The movie held up well, though, and in many ways was more faithful to Waugh’s original intention for the book. It is NOT, repeat NOT, a love story. It is about faith and redemption.
While it is set in pre-war Britain in an upper class family, it forces all of us to do some introspection, to look into not just our hearts, but our souls, to see what depths are or aren’t there.
Of course, there is a great temptation to compare this movie with the brilliant 1981 BBC miniseries. They were both filmed at Castle Howard in Yorkshire, for example, which clearly must seem the most Bridesheady place around.

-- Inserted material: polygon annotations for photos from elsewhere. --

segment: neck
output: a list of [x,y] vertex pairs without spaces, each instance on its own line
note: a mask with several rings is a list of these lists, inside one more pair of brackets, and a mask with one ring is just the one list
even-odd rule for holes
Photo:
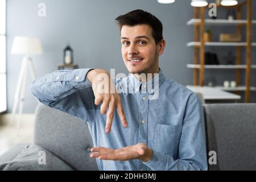
[[156,69],[155,69],[151,72],[135,73],[134,76],[138,80],[142,82],[147,82],[153,78],[159,72],[159,68],[158,67]]

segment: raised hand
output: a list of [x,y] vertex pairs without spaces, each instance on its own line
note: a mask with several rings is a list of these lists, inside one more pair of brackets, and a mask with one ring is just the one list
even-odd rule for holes
[[86,76],[92,83],[95,104],[98,105],[102,103],[101,113],[105,114],[108,110],[105,132],[110,132],[115,109],[117,109],[123,127],[126,127],[127,123],[121,100],[109,73],[105,70],[96,69],[90,71]]

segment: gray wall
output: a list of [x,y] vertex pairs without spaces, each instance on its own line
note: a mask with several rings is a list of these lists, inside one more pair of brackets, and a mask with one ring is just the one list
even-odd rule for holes
[[[38,16],[40,2],[46,5],[46,17]],[[67,42],[74,49],[75,63],[80,68],[115,68],[116,73],[127,73],[121,56],[119,34],[114,19],[137,9],[155,15],[163,24],[167,46],[160,57],[160,65],[165,75],[184,85],[192,83],[192,71],[186,68],[186,64],[193,61],[193,49],[186,47],[186,43],[193,40],[193,35],[192,27],[186,25],[193,15],[189,1],[178,0],[173,4],[162,5],[156,0],[8,0],[7,8],[9,113],[22,59],[21,55],[10,54],[15,36],[37,36],[40,39],[44,53],[32,56],[37,76],[57,69],[57,64],[63,62],[63,49]],[[253,17],[256,19],[255,13]],[[220,30],[221,28],[216,28]],[[255,36],[254,39],[256,41]],[[253,56],[255,59],[255,54]],[[210,74],[221,76],[220,72],[215,72]],[[232,73],[221,74],[231,77],[231,79],[234,78]],[[34,113],[37,105],[28,90],[31,82],[29,78],[23,110],[27,113]],[[252,82],[256,83],[255,79]],[[253,102],[255,102],[255,97],[253,96]]]

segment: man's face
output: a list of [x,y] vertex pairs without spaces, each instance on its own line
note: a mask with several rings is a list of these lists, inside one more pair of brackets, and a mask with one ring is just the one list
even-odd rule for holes
[[147,24],[123,26],[121,31],[122,55],[131,73],[158,72],[159,46],[152,36],[152,28]]

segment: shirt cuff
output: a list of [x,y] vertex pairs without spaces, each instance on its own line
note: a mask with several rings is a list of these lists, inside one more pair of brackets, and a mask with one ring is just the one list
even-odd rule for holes
[[143,163],[152,171],[163,171],[167,162],[167,156],[159,152],[154,151],[151,158]]

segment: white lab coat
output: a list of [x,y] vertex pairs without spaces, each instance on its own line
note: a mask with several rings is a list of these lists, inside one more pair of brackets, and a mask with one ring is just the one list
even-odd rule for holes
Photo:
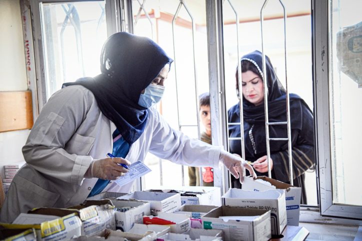
[[[98,180],[84,178],[84,174],[94,159],[112,152],[115,130],[86,88],[72,86],[53,94],[22,148],[27,164],[13,180],[0,220],[11,222],[34,208],[66,208],[84,202]],[[179,164],[218,168],[221,148],[173,130],[150,108],[144,131],[126,158],[143,161],[148,151]],[[128,192],[132,184],[120,187],[111,182],[104,190]]]

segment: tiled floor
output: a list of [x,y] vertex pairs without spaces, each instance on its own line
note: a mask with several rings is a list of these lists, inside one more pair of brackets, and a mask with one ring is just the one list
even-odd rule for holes
[[300,222],[299,225],[306,228],[310,234],[306,240],[316,240],[344,241],[354,240],[358,226],[328,224]]

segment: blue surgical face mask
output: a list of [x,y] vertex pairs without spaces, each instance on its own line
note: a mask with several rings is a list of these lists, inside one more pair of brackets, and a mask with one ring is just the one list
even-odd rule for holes
[[164,86],[150,84],[140,96],[138,104],[145,108],[150,108],[161,100],[164,91]]

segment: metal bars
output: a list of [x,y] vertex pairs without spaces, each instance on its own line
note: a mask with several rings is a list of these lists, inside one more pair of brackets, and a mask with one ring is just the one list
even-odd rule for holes
[[[290,134],[290,104],[289,104],[289,93],[288,92],[288,81],[286,70],[286,8],[281,0],[279,0],[279,2],[283,8],[283,19],[284,21],[284,58],[286,64],[286,123],[283,122],[270,122],[269,115],[268,106],[268,80],[266,74],[266,56],[264,52],[264,38],[263,36],[263,24],[264,22],[264,10],[268,0],[265,0],[262,5],[262,10],[260,12],[260,25],[262,30],[262,69],[263,69],[263,78],[264,80],[264,106],[265,110],[265,128],[266,128],[266,154],[268,156],[268,176],[270,178],[272,177],[272,170],[270,170],[270,140],[287,140],[288,141],[288,156],[289,158],[289,174],[290,181],[290,184],[293,185],[293,167],[292,162],[292,140]],[[286,124],[288,129],[288,138],[270,138],[269,137],[269,126],[273,124]]]
[[[238,48],[238,98],[239,98],[240,100],[240,104],[239,104],[239,112],[240,113],[240,122],[239,123],[238,123],[236,124],[240,124],[240,138],[229,138],[228,140],[229,142],[230,140],[240,140],[240,144],[241,145],[241,150],[242,150],[242,158],[245,160],[245,141],[244,140],[244,116],[242,114],[242,113],[244,112],[243,110],[243,107],[242,107],[242,96],[240,97],[240,92],[242,90],[242,85],[240,84],[242,82],[242,68],[240,66],[240,50],[239,49],[239,16],[238,14],[238,12],[235,10],[235,8],[234,8],[234,6],[232,4],[231,2],[230,2],[230,0],[227,0],[229,4],[230,5],[230,6],[231,7],[232,9],[232,11],[234,12],[234,14],[235,14],[235,18],[236,18],[236,46]],[[228,119],[228,115],[226,114],[226,123],[228,123],[227,125],[227,129],[228,129],[228,134],[229,132],[229,125],[232,125],[236,124],[232,124],[229,123]],[[229,144],[230,146],[230,144]]]
[[138,20],[140,19],[140,18],[141,16],[141,12],[142,11],[144,11],[144,15],[146,16],[146,18],[147,18],[147,19],[148,20],[148,22],[150,22],[150,24],[151,24],[151,36],[152,38],[154,39],[154,24],[152,22],[152,20],[151,20],[151,18],[150,16],[150,15],[148,14],[148,12],[147,12],[147,11],[144,9],[144,4],[146,3],[146,0],[144,0],[142,3],[140,2],[140,0],[137,0],[137,2],[140,4],[140,8],[138,9],[138,12],[137,13],[137,15],[136,15],[136,18],[134,19],[134,26],[137,25],[137,22],[138,22]]
[[[175,44],[175,24],[176,22],[176,20],[178,18],[178,13],[180,12],[180,10],[181,10],[181,8],[182,6],[184,6],[184,8],[185,10],[186,10],[186,12],[187,12],[188,14],[190,16],[190,18],[191,18],[191,24],[192,25],[192,60],[194,62],[194,83],[195,83],[195,98],[196,100],[196,117],[197,117],[197,120],[198,120],[198,138],[200,138],[200,118],[198,114],[198,78],[197,78],[197,74],[196,74],[196,57],[195,57],[195,32],[196,32],[196,25],[195,25],[195,22],[194,20],[194,18],[192,17],[192,14],[190,12],[190,11],[188,10],[188,8],[187,7],[187,6],[185,4],[185,3],[184,2],[183,0],[180,0],[180,4],[178,4],[178,6],[177,10],[176,10],[176,12],[174,15],[174,18],[172,20],[172,42],[174,44],[174,72],[175,72],[175,81],[176,83],[176,101],[177,103],[177,116],[178,116],[178,129],[180,130],[181,130],[181,128],[182,126],[180,124],[180,112],[178,112],[178,84],[177,84],[177,62],[176,62],[176,44]],[[182,185],[184,185],[184,166],[182,166]],[[202,169],[200,168],[200,186],[202,186]]]

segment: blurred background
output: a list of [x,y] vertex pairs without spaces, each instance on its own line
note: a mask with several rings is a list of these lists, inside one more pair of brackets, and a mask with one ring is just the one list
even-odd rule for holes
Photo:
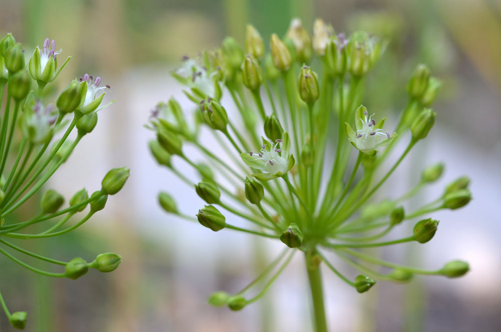
[[[317,17],[337,32],[366,30],[390,39],[364,98],[378,114],[398,116],[418,63],[428,64],[443,82],[431,137],[392,176],[386,192],[403,193],[424,167],[442,161],[445,176],[415,203],[438,196],[463,175],[471,179],[473,196],[459,211],[434,214],[440,229],[426,245],[381,253],[430,269],[460,258],[470,263],[469,273],[452,280],[418,276],[404,285],[381,281],[358,294],[325,270],[331,330],[501,330],[501,2],[0,0],[0,35],[12,32],[28,50],[49,37],[63,48],[63,57],[73,56],[57,81],[60,88],[87,72],[111,86],[105,99],[117,100],[100,112],[96,129],[49,186],[69,197],[84,186],[98,190],[111,168],[131,169],[124,189],[84,227],[33,243],[39,252],[61,260],[117,252],[123,262],[114,272],[56,280],[0,257],[2,291],[13,311],[28,311],[27,331],[311,330],[301,255],[263,300],[242,311],[206,303],[214,291],[239,290],[282,246],[231,230],[215,234],[164,213],[157,204],[160,190],[173,193],[187,214],[194,215],[203,202],[156,163],[147,148],[153,133],[143,124],[156,103],[171,96],[191,109],[169,74],[182,56],[217,47],[228,35],[243,43],[247,23],[267,45],[272,32],[285,34],[293,18],[311,32]],[[33,215],[23,213],[20,218]],[[0,330],[12,329],[0,315]]]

Who can forget Jeremy Irons as Charles Ryder in that series? Still, Matthew Goode does a good job and the movie makes a much better point-counterpoint between him and his father.
I still think that Anthony Andrews was unforgettable as Lord Sebastian Flyte in the miniseries. The beautiful boy became a shockingly dissolute alcoholic/drug addict. I didn’t see that in the Ben Whishaw characterization, although he did do a remarkable job.
All the same, a darned good movie and much better than I expected. Ignore those people who tell you it is long and convoluted and blah blah blah. I spent three butt-numbing hours at the recent Batman movie. Now there’s a show I could have skipped with pleasure. Three hours I’ll never get back in my life.